Classification by mass spectrometry can accurately and reliably predict outcome in patients with non-small cell lung cancer treated with erlotinib-containing regimen

  • Stuart Salmon
  • , Heidi Chen
  • , Shuo Chen
  • , Roy Herbst
  • , Anne Tsao
  • , Hai Tran
  • , Alan Sandler
  • , Dean Billheimer
  • , Yu Shyr
  • , Ju Whei Lee
  • , Pierre Massion
  • , Julie Brahmer
  • , Joan Schiller
  • , David Carbone
  • , Thao P. Dang

Research output: Contribution to journalArticlepeer-review

24 Scopus citations

Abstract

Purpose: Although many lung cancers express the epidermal growth factor receptor and the vascular endothelial growth factor, only a small fraction of patients will respond to inhibitors of these pathways. Matrix-assisted laser desorption/ionization time-of-flight mass spectrometry (MS) has shown promise in biomarker discovery, potentially allowing the selection of patients who may benefit from such therapies. Here, we use a matrix-assisted laser desorption/ ionization MS proteomic algorithm developed from a small dataset of erlotinib-bevacizumab treated patients to predict the clinical outcome of patients treated with erlotinib alone. Methods: Pretreatment serum collected from patients in a phase I/II study of erlotinib in combination with bevacizumab for recurrent or refractory non-small cell lung cancer was used to develop a proteomic classifier. This classifier was validated using an independent treatment cohort and a control population. Result: A proteomic profile based on 11 distinct m/z features was developed.

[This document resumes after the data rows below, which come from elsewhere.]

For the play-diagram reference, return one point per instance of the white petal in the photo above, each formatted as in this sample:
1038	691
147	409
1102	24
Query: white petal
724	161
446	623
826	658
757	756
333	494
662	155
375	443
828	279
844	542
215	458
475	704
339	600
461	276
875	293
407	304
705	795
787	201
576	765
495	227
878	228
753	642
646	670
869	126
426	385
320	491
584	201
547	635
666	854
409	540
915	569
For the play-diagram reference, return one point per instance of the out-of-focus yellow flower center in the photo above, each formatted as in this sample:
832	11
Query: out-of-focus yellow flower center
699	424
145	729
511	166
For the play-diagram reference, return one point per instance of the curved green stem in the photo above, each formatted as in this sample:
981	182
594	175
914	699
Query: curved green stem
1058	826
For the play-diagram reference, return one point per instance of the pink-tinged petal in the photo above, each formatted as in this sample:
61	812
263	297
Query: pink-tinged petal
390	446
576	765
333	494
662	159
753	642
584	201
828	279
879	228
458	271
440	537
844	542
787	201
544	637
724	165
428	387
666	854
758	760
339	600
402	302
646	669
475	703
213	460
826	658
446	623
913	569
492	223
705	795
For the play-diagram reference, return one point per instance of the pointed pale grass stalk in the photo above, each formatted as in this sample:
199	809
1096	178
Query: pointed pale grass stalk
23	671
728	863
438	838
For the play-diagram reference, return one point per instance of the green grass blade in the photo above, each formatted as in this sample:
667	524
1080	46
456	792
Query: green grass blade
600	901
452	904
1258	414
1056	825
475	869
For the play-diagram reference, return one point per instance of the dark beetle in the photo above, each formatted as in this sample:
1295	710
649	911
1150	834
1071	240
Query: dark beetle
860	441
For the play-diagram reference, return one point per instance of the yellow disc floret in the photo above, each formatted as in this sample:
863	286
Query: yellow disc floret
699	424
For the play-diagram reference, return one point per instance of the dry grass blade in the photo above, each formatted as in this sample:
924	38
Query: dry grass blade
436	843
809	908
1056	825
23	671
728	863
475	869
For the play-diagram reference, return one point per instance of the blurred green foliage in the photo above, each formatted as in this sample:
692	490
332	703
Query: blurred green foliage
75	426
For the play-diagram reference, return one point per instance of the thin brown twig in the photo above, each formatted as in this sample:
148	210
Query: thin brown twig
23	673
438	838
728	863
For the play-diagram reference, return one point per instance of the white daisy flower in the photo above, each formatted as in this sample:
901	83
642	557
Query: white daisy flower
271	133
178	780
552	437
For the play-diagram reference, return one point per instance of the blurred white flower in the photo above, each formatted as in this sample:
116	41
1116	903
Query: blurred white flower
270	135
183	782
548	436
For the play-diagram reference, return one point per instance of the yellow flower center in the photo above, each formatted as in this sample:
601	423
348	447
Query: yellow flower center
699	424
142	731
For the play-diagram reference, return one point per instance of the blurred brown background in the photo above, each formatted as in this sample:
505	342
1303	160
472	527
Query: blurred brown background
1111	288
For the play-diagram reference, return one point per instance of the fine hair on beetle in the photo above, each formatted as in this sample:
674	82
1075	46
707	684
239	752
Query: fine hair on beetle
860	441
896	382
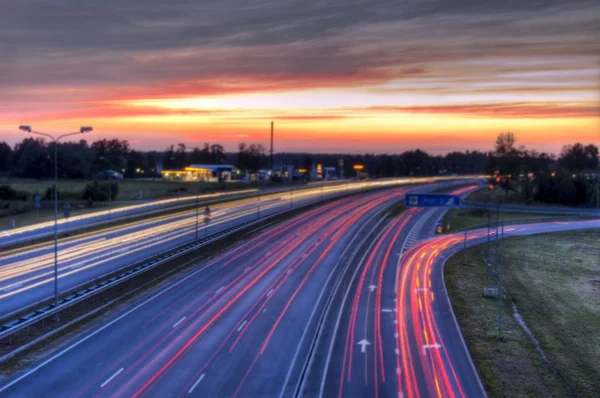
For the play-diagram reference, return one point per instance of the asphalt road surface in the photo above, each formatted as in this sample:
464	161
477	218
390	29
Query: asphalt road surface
240	326
27	275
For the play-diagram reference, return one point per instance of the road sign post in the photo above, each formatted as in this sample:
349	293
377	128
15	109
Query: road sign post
432	200
67	214
37	201
206	220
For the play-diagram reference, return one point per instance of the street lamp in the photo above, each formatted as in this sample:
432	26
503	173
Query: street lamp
82	130
109	185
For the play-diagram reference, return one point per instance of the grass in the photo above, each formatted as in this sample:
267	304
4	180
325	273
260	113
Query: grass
129	189
24	213
554	279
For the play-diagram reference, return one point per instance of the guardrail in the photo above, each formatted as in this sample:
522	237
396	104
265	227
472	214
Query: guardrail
529	209
95	287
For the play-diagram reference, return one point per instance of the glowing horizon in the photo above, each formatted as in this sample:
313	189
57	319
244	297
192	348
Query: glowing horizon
354	89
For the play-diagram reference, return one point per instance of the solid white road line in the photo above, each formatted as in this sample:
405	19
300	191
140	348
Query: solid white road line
111	377
178	322
196	383
106	325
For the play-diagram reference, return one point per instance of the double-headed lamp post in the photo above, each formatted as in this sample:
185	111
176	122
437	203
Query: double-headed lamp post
82	130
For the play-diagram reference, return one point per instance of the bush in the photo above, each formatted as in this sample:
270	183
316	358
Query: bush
7	193
98	192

This predictive algorithm was associated with outcome using the univariate Cox proportional hazard model in the training set (p = 0.0006 for overall survival; p = 0.0012 for progression-free survival). The signature also predicted overall survival and progression-free survival outcome when applied to a blinded test set of patients treated with erlotinib alone on Eastern Cooperative Oncology Group 3503 (n = 82, p < 0.0001 and p = 0.0018, respectively) but not when applied to a cohort of patients treated with chemotherapy alone (n = 61, p = 0.128). Conclusion: The independently derived classifier supports the hypothesis that MS can reliably predict the outcome of patients treated with epidermal growth factor receptor kinase inhibitors.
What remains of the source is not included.